This diagram shows how the Real-CSF test works to identify the presence of brain tumors by measuring abnormal genetic material shed by tumors and circulating in cerebrospinal fluid.
Credit: Graphical abstract courtesy of Cell Reports Medicine
Typically, brain tumors are assessed through MRI imaging and biopsies. The novel test, called Real-CSF (repetitive element aneuploidy sequencing in CSF), assesses aneuploidy (chromosome copy number alterations found in cancers) in over 350,000 regions of the genome simultaneously. A companion bioinformatics algorithm and machine-learning process allows researchers to identify in as little as 2 milliliters of CSF if cancers are present and what molecular characteristics they demonstrate.

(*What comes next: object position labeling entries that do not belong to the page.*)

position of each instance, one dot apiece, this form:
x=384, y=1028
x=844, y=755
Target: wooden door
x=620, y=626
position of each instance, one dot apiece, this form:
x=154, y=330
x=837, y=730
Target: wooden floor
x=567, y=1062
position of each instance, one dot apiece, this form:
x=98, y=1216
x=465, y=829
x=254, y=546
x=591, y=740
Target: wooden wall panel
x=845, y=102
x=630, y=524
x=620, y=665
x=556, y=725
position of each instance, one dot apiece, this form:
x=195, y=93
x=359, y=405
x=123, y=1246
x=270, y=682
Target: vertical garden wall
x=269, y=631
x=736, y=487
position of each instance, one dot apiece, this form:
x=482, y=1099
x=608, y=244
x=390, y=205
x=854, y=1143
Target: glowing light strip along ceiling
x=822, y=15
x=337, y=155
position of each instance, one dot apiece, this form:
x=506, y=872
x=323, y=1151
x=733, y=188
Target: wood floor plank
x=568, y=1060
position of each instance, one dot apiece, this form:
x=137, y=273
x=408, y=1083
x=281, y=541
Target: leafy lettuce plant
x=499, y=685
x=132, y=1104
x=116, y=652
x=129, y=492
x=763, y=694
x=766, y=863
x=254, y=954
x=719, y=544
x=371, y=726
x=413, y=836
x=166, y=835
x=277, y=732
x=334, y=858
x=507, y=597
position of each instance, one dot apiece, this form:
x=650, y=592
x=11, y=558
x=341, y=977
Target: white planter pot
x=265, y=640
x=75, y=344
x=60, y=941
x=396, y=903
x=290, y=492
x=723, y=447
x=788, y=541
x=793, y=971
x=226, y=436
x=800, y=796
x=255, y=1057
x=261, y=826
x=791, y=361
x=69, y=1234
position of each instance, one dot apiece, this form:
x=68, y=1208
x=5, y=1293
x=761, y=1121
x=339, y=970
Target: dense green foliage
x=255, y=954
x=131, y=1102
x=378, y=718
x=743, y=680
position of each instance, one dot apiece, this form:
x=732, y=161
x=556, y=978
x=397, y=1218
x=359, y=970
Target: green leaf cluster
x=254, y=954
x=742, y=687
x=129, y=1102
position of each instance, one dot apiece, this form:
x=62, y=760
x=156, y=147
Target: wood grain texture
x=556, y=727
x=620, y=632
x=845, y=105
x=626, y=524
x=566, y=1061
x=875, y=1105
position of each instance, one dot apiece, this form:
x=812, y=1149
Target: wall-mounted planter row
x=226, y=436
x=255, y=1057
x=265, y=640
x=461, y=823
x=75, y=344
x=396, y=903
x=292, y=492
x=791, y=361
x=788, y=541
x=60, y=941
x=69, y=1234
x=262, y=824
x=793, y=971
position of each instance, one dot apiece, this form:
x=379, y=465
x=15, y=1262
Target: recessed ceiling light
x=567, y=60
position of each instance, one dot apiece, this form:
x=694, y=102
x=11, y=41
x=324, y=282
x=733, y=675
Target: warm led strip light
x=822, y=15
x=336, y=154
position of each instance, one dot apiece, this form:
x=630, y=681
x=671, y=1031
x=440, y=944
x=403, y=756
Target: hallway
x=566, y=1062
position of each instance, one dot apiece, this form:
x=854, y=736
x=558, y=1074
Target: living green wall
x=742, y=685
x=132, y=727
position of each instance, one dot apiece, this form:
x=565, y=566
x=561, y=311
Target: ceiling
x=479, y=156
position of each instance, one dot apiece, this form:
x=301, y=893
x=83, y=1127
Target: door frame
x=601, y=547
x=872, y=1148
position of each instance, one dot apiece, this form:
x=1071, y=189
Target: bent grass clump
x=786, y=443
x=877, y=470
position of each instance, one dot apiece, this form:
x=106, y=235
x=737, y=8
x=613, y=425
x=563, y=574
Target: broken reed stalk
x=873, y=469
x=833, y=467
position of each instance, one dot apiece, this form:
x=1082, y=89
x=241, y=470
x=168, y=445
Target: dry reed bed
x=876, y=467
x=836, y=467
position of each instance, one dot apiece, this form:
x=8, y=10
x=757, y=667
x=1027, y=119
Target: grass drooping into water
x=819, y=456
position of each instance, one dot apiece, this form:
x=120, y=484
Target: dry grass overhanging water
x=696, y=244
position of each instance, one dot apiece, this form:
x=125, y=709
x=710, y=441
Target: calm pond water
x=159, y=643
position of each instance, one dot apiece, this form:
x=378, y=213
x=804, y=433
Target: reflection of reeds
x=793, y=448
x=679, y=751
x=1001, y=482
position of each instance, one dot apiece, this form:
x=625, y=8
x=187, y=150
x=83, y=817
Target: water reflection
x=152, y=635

In laboratory evaluations of the test in 280 CSF samples from patients, some with brain or other cancers and some without cancer, Real-CSF correctly identified 67% of 184 cancerous brain lesions and 96% of 96 noncancerous lesions. This analysis was more likely to correctly identify cancers than the standard of care, cytology. Of 121 patients with cancer in whom cytology results were available, only 28 (23%) were detected by cytology, whereas Real-CSF correctly detected 69% of cancers in this group.
If validated in additional studies and clinical trials, Real-CSF could be used to help clinicians distinguish between cancerous and noncancerous lesions, and provide information regarding how brain tumors are responding to treatment, says senior study author Chetan Bettegowda, M.D., Ph.D., the Jennison and Novak Families Professor of Neurosurgery and a professor of oncology at the Johns Hopkins University School of Medicine, director of the Metastatic Brain Tumor Center at Johns Hopkins and medical director of the Ludwig Center for Cancer Genetics and Therapeutics.
One of the next steps is to combine the approach with other substances such as mutations in genes associated with cancer, or changes to DNA that are cancer-specific, to improve the test performance, Bettegowda says.